911 hasn't been modernized since 2001, when the FCC required cellular carriers to provide the emergency service with a caller's GPS data, within 50 to 300 meters.
Another impetus was the Virginia Tech shootings in 2007. Many students attempted to send text messages to 911, which could not process SMS messages.
"If these messages had gone through, first responders may have arrived on the scene faster with firsthand intelligence about the life-threatening situation that was unfolding," the FCC wrote in a press release.

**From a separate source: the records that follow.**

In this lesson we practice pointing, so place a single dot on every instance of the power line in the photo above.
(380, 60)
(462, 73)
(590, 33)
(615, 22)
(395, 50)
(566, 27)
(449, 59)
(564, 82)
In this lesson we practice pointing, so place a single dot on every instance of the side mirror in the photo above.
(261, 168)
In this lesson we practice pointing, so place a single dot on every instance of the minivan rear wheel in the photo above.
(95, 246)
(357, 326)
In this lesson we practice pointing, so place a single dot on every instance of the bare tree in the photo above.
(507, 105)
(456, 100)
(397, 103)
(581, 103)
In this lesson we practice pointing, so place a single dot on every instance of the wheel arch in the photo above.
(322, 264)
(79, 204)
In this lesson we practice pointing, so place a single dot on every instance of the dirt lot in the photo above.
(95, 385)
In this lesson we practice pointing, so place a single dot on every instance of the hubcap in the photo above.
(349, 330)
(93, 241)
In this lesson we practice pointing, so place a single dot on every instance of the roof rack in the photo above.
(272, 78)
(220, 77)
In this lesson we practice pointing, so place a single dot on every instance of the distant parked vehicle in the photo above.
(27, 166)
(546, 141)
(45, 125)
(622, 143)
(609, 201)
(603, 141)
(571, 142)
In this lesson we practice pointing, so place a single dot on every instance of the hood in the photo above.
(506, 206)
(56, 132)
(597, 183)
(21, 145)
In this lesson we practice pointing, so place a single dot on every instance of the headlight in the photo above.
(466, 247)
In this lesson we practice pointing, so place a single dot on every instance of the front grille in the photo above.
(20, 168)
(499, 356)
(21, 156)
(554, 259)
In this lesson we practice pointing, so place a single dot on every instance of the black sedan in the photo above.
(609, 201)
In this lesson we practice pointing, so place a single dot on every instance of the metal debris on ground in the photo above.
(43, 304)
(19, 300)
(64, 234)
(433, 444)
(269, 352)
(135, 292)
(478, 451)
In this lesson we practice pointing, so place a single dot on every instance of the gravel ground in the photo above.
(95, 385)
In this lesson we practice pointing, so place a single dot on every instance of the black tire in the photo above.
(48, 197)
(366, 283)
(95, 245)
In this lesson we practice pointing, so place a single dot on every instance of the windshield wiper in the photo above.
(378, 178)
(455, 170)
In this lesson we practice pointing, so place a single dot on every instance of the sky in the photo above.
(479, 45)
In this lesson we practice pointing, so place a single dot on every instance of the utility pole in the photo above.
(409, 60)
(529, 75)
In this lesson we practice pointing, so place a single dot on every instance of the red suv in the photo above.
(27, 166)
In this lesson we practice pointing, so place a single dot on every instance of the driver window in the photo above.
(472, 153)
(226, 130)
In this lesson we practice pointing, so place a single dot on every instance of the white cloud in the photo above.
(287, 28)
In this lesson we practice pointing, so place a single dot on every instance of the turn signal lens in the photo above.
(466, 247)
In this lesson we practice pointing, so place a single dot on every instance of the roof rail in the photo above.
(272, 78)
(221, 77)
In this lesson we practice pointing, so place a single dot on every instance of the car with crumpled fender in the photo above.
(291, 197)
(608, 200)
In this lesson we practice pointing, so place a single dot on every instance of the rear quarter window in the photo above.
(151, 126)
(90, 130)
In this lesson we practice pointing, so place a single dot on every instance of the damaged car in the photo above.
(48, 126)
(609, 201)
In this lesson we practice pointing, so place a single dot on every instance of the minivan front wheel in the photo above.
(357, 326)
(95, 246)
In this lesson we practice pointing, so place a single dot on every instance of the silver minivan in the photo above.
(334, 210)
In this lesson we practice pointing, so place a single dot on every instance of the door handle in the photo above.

Adapting 911 to the modern age will expel the dangers inherent in making a phone call during, say, a home invasion or kidnapping situation. Capturing real-time video of a crime in progress can also help law enforcement officials gather evidence related to the crime.
"The FCC also plans to allow automated pinging of 911 by sensors, including chemical detection sensors, alarm systems, medical devices and systems like On-Star in automobiles," Wired reported.
There's no official word as to when Next Gen 911 will be released, how much funding the project will receive, or if, eventually, there'll be an app for that.